Post by Dave D-Flipz on Mar 25, 2022 22:51:23 GMT -5
Tucker: Ladies and gentlemen, lads and lasses, people of all genders, ethnicities, and occupations … that … yeah let’s use that one … Welcome to Aiden’s Wide World of Sports. We got a right treat in store for ya here tonight. Everyone’s favorite hunter extraordinaire is fixing up a gauntlet of fun!

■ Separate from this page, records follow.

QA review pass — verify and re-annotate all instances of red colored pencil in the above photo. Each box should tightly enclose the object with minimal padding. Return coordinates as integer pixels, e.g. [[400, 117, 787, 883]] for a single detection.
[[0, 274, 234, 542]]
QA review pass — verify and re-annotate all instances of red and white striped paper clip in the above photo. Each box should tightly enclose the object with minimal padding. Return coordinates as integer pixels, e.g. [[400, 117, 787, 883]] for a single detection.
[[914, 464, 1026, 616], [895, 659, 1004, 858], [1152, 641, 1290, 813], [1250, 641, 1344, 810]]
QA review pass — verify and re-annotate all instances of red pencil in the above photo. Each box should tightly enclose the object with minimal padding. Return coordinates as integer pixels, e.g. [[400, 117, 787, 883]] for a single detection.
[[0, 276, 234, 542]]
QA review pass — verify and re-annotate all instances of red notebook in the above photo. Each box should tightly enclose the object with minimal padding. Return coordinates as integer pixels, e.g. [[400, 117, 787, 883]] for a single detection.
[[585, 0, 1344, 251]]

*Across the screen flashes a disclaimer, “All thoughts expressed in this video are purely those of the people shown herein. No animals were harmed in the making of this video. Except for one … human … thank you for your patronage”. Tucker Bernard stands in front of the camera, center stage, face taking up almost half the space of the camera. He has some streamers tied into his massive beard, and a WWoS hat on. Clearly knock off. He steps to the side and gestures with his left arm back into a make shift ring, drawn into the dirt.*
Tucker: Welcome to the Outback, we’re here getting in our last bit of preparation for the trip to Japan, and Merric here had the bright idea to put on a show for all the fans of Reign, and one special little lady.
Merric: LITTLE NOTHING SHEILA’LL KICK YER BLOODY ARSE, TUCK!
*Aiden strolls into the square drawn in the dirt, looks at the four cones, one in each corner, and the bit of chicken wire tied to be a lonely bottom rope.*
Merric: Start the bloody showcase, Tuck. I got the amber fluid in the esky waiting.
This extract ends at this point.